Molchanov relishes his quiet days reading and meditating at home. He treasures the six backyard bee boxes that produce thick, rich honey, and the dark soil that provides tomatoes, parsley and berries.

He also believes he has found the perfect place to raise his son, Sasha. "Here, children are free. If Sasha wants to go down to the pond to swim, he just needs to tell me," said Molchanov of his 7-year-old, who does not go to school "because he doesn't want to."

According to the Education and Science Ministry, parents are free to keep their children outside of the school system as long as they themselves can provide and are versed in what constitutes a basic education under federal law.

"They understand the processes of nature just by being in it; not from some charts and diagrams," Molchanov said in his front yard, watching as Sasha handled the family's newborn black puppy, and returned it to its mother.

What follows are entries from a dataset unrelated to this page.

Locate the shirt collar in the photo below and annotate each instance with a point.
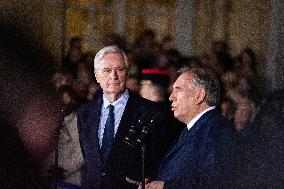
(122, 100)
(194, 120)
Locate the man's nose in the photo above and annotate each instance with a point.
(171, 97)
(113, 74)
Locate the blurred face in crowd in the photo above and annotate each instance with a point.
(185, 99)
(112, 75)
(242, 115)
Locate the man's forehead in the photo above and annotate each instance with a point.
(112, 59)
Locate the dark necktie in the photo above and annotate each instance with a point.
(108, 133)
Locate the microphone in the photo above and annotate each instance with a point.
(138, 133)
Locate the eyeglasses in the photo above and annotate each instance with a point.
(108, 71)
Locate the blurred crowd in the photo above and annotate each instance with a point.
(153, 69)
(30, 115)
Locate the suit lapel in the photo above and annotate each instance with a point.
(127, 117)
(94, 120)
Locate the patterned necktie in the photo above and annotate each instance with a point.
(108, 133)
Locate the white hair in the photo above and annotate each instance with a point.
(106, 50)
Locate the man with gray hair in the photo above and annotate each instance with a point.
(104, 124)
(193, 162)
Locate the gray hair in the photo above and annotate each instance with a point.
(106, 50)
(204, 78)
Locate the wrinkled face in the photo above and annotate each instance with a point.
(112, 74)
(184, 98)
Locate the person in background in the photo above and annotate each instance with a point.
(132, 83)
(70, 159)
(244, 116)
(71, 61)
(152, 91)
(105, 122)
(194, 160)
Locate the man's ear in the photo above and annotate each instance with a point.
(201, 96)
(97, 77)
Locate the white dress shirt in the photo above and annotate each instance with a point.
(119, 106)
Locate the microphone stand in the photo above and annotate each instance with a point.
(57, 134)
(56, 155)
(143, 164)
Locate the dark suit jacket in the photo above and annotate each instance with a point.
(123, 161)
(193, 161)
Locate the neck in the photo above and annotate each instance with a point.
(198, 111)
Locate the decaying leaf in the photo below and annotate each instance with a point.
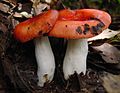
(109, 53)
(111, 83)
(106, 34)
(4, 8)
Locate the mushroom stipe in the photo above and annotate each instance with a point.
(63, 24)
(76, 25)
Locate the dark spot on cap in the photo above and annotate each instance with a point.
(101, 24)
(79, 30)
(86, 28)
(94, 30)
(40, 32)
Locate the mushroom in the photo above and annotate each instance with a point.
(35, 28)
(77, 26)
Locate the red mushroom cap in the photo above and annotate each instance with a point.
(36, 26)
(83, 23)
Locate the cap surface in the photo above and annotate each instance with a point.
(36, 26)
(83, 23)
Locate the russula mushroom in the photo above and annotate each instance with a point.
(34, 28)
(78, 25)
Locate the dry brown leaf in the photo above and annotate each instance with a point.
(109, 53)
(106, 34)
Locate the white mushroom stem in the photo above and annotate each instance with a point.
(45, 60)
(75, 57)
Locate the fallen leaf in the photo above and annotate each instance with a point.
(106, 34)
(111, 83)
(108, 52)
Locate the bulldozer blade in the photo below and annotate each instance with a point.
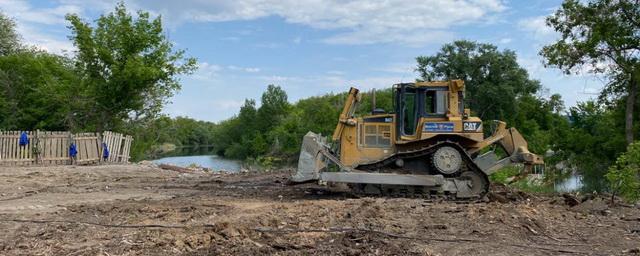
(312, 158)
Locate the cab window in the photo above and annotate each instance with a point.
(409, 113)
(436, 103)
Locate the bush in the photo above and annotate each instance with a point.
(624, 175)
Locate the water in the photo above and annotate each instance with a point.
(201, 156)
(572, 183)
(214, 162)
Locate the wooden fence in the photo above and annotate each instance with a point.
(52, 148)
(118, 146)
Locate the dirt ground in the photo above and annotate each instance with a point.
(143, 210)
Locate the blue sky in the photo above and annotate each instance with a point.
(313, 47)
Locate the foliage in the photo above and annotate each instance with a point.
(494, 80)
(497, 88)
(593, 142)
(127, 64)
(601, 36)
(9, 39)
(624, 175)
(502, 176)
(38, 91)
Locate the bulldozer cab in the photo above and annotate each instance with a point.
(425, 109)
(411, 103)
(430, 143)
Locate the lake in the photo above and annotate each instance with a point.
(203, 157)
(572, 183)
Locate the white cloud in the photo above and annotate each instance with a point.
(206, 72)
(409, 22)
(28, 19)
(505, 40)
(245, 69)
(228, 104)
(538, 29)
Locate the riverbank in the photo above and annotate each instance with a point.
(141, 209)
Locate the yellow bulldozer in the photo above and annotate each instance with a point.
(429, 146)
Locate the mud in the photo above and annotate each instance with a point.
(143, 210)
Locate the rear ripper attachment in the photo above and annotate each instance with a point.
(428, 146)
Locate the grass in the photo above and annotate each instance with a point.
(505, 175)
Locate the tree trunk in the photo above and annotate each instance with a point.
(631, 100)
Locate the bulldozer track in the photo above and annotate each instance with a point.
(417, 191)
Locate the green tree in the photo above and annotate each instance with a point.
(624, 175)
(601, 36)
(273, 107)
(128, 64)
(9, 39)
(494, 81)
(37, 91)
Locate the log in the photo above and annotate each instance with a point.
(175, 168)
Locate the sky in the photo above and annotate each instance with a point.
(313, 47)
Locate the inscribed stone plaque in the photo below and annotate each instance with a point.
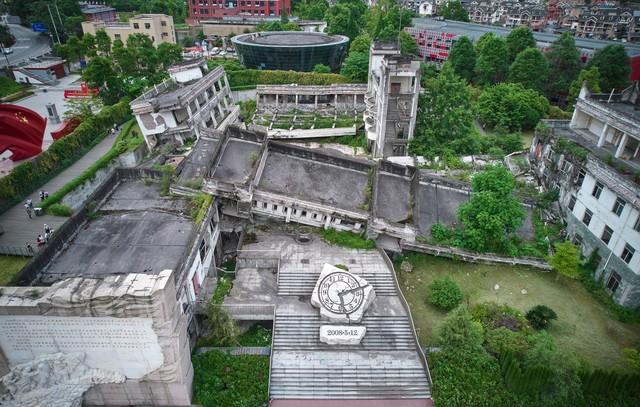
(125, 345)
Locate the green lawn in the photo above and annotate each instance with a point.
(10, 266)
(583, 325)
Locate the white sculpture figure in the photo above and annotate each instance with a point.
(53, 380)
(341, 296)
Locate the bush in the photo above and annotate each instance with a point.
(59, 210)
(444, 293)
(541, 316)
(221, 379)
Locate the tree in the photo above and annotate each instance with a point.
(362, 43)
(320, 68)
(530, 69)
(591, 76)
(493, 214)
(518, 40)
(103, 42)
(491, 64)
(408, 46)
(564, 64)
(460, 332)
(453, 10)
(511, 107)
(356, 66)
(463, 58)
(169, 54)
(613, 63)
(566, 259)
(444, 114)
(312, 9)
(345, 18)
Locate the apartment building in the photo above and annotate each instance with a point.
(159, 27)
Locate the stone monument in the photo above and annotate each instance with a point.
(342, 298)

Molchanov said he doesn't worry about illnesses out in the woods. Disease is a sign that the body is out of its natural balance, he said. The best way to cure it is to be in nature.

In her garden, Yelenskaya busied herself by planting seedlings next to orange-red tulips that had already flowered. "Why would I want to be anywhere else when I can have all the berries and mushrooms I want right here?" she said.

In the months before the onset of winter, she said, she will finish the porch on her 121-hectare land and try to convince her grandsons and 87-year-old mother to come. "I want to build something for [them]; something for the future."